Oramai l’edizione di maggio, originariamente pianificata, era impossibile da realizzare. Decidemmo quindi di fissare una nuova data nel mese di novembre. Le associazioni erano focalizzate nell’organizzare una manifestazione a Roma, di fronte al Ministero dell’economia. La manifestazione si tenne ai primi di luglio. Fu proprio in quell’occasione che nacque il rapporto e la collaborazione con Sigmagazine che non sono mai tramontate.
Era tutto pronto. Il Palaexpo di VeronaFiere si vestì dei colori Vapitaly. Quel 21 novembre 2015, l’immagine di una ragazza in un campo di papaveri era pronta ad accogliere i visitatori della prima fiera del vaping italiana. Nei due giorni precedenti gli allestitori e gli espositori avevano lavorato alacremente per creare gli stand e riempirli del meglio della produzione italiana ed estera. Il livello qualitativo si vedeva sin da subito: creatività italiana che nulla ha da invidiare agli eventi esteri. Ma i vaper ci sarebbero stati? Non avevo il coraggio di scendere all’ingresso per vedere se c’era la fila oppure no. Fermammo la prima persona che saliva velocemente le scale: il primo visitatore del primo Vapitaly, il riconoscimento era meritato!

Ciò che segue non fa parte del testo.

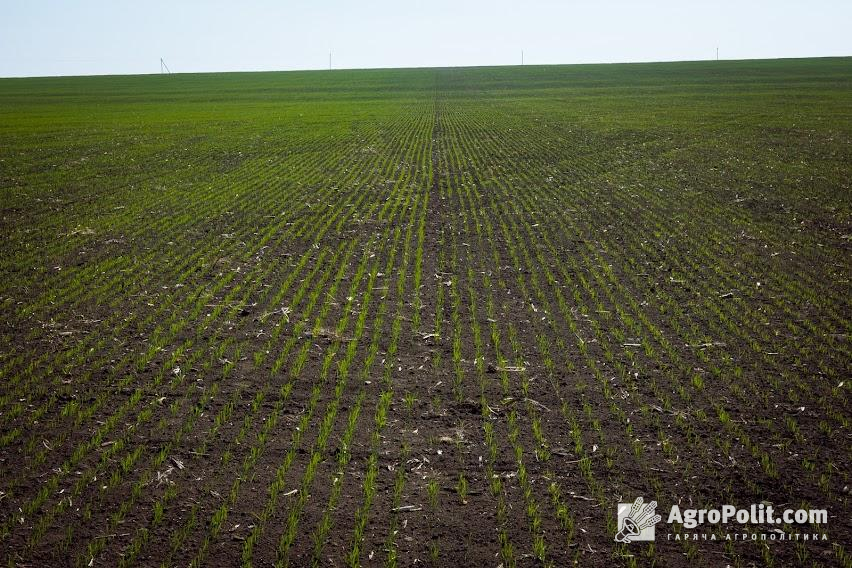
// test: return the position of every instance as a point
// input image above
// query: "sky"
(92, 37)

In breve tempo i corridoi si riempirono. Ma fu l’atmosfera a sorprendere: persone allegre che si salutavano come vecchi amici che non si vedevano da tempo. Eppure si conoscevano soltanto sui social! Le ruggini, le animosità, le contrapposizioni, tutte scomparse. Soltanto la voglia di vivere il mondo del vaping.

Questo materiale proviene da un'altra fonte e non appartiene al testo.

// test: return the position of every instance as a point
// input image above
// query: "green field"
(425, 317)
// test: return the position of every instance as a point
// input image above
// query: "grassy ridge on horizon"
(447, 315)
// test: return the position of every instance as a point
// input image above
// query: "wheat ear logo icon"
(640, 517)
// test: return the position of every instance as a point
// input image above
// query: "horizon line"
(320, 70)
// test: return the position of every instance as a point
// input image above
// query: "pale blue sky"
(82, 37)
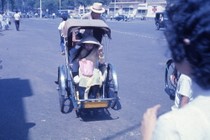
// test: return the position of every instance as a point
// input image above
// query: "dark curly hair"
(188, 36)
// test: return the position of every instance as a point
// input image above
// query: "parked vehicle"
(161, 20)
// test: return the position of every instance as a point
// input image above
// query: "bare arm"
(149, 121)
(184, 100)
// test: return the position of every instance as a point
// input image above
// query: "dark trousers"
(17, 24)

Due giorni, quattro conferenze. Si partì con il tema salute, argomento caro a Vapitaly e mai fatto passare in secondo piano in questi anni, che vide la partecipazione dell’Istituto superiore di sanità, per passare alle tematiche normative e di sicurezza, fino al problema della comunicazione e della pubblicità. Non mancò uno spazio di confronto tra i principali attori del settore.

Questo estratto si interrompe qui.